Ayant envie de lire un roman de capes et d'épées, ce que je n'avais quasi jamais fait, j'ai jeté mon dévolu sur celui-ci à cause de vieux et vagues souvenirs d'avoir vu l'adaptation cinématographique de André Hunebelle, étant enfant, avec
Jean Marais et Bourvil.
J'avoue que le début m'a fait très peur, par sa grandiloquence et son nombre de points d'exclamation à la page, ainsi que par le nombre de références à la mythologie grecque, comme s'il voulait se la jouer
Victor Hugo dans
Les Contemplations (oeuvre que je "sirote" en parallèle et avec laquelle j'ai un peu de mal, je l'avoue).
Et puis, au bout d'un moment, notamment avec l'arrivée du personnage comique de Cogolin, ça devient plus léger et on prend plaisir à suivre les trépidations de ce matamore de capitan. du moins, pendant un moment.
Car rapidement, on se rend compte que c'est toujours le même schéma qui revient. Un personnage important (Concini, puis Richelieu) est amoureux d'une femme qui le lui rend bien mal vu qu'elle en aime un autre, et souhaite l'y forcer, utilisant pour cela tous les moyens, quitte même à renoncer au pouvoir de façon fort peu plausible.
Qui arrive à la rescousse ?
le Capitan, bien sûr. D'ailleurs, il sauve tout le monde, parfois 2 ou 3 fois, bien souvent grâce à des deus ex machina grossiers (il passait justement par là...), mais toujours il refuse de cueillir les fruits de la gloire et met un point d'honneur à dilapider l'argent, lui venu à
Paris pour faire fortune. Il préfère se jeter à corps perdu dans les batailles à un contre 10, 15 ou 20, s'en sortant souvent sans une égratignure, ou avec quelques estafilades bénignes.
Les ficelles sont vraiment trop grosses. À ce stade, ce sont des haubans pour pont suspendu. Dès lors, il devient difficile de faire abstraction des agacements consécutifs à une littérature datée, faite d'un lyrisme romantique confinant bien souvent au grotesque. Les personnages ne cessent de "rugir en eux-mêmes", de penser à voix haute, de s'évanouir d'amour, de terreur ou d'autres émotions. Bref, ils en font des caisses et on a envie de les tarter. L'auteur prend "le lecteur" à témoin, et j'ai horreur qu'on parle de moi à la 3è personne.
Le problème, c'est que ce cinéma va durer très longtemps, car cette oeuvre est parue en feuilleton et son auteur était payé à la ligne. Autant dire que ça se voit. Pour la petite histoire, Zévaco était d'ailleurs le 2è auteur de feuilletons le mieux payé de l'époque, après
Gaston Leroux. Étrange destin, pour un ancien agitateur anarchiste ayant fait de la prison. Comme quoi, il n'y a que les sots qui ne changent pas d'avis.

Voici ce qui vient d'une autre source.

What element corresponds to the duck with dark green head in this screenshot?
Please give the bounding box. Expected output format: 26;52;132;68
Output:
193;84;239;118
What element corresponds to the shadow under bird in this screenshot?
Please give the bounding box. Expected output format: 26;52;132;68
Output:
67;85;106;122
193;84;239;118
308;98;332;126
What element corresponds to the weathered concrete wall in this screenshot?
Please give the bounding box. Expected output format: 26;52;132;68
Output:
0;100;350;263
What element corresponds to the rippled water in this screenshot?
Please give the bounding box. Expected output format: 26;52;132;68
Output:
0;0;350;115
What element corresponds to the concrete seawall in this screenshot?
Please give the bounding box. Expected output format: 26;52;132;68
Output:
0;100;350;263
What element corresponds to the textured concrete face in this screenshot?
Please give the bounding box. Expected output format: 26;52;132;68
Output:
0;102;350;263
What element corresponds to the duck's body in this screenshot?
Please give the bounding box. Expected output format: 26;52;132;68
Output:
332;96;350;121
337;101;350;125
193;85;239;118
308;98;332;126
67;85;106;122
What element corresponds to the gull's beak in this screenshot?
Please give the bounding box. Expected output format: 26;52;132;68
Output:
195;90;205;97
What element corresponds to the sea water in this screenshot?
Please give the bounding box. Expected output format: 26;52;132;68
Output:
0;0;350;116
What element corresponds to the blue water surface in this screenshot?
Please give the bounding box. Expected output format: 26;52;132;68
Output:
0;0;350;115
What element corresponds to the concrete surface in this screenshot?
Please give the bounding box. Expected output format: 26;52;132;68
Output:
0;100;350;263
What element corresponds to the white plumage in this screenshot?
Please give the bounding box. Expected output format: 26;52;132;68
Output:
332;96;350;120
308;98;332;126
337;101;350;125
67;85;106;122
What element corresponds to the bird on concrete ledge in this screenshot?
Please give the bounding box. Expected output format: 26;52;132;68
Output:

Bref, c'est sympathique par endroits, mais c'est surtout long, fatigant, répétitif et invraisemblable. Même la partie action, chère aux films de capes et d'épées, est bien mal troussée, voire totalement idiote, comme à la fin quand un spadassin se jette à plat ventre pour tenter une botte sur
le Capitan. Essayez de vous figurer la scène, moi j'y arrive pas.
Enfin, on peut s'interroger sur l'utilité des anachronismes dans une histoire qui tente par ailleurs de respecter assez strictement la chronologie. Ainsi, toute l'histoire se déroule en 1616, avant l'assassinat de Concini et l'exécution de Léonora Galigaï. La vraie
Marion de Lorme avait alors trois ans, et le Marquis de Saint-Mars n'était même pas encore né. Pourtant, ces deux personnages sont bien présents, adultes, dans toute l'intrigue, y jouent un rôle primordial, et ceci sans le moindre avertissement de l'auteur. Il aurait été si facile d'inventer une courtisane imaginaire à la place de Marion, par exemple, et de choisir le comte de Chalais, autre intrigant et conspirateur qui a fini à peu près de la même manière que Saint-Mars, mais qui était né 20 ans avant lui.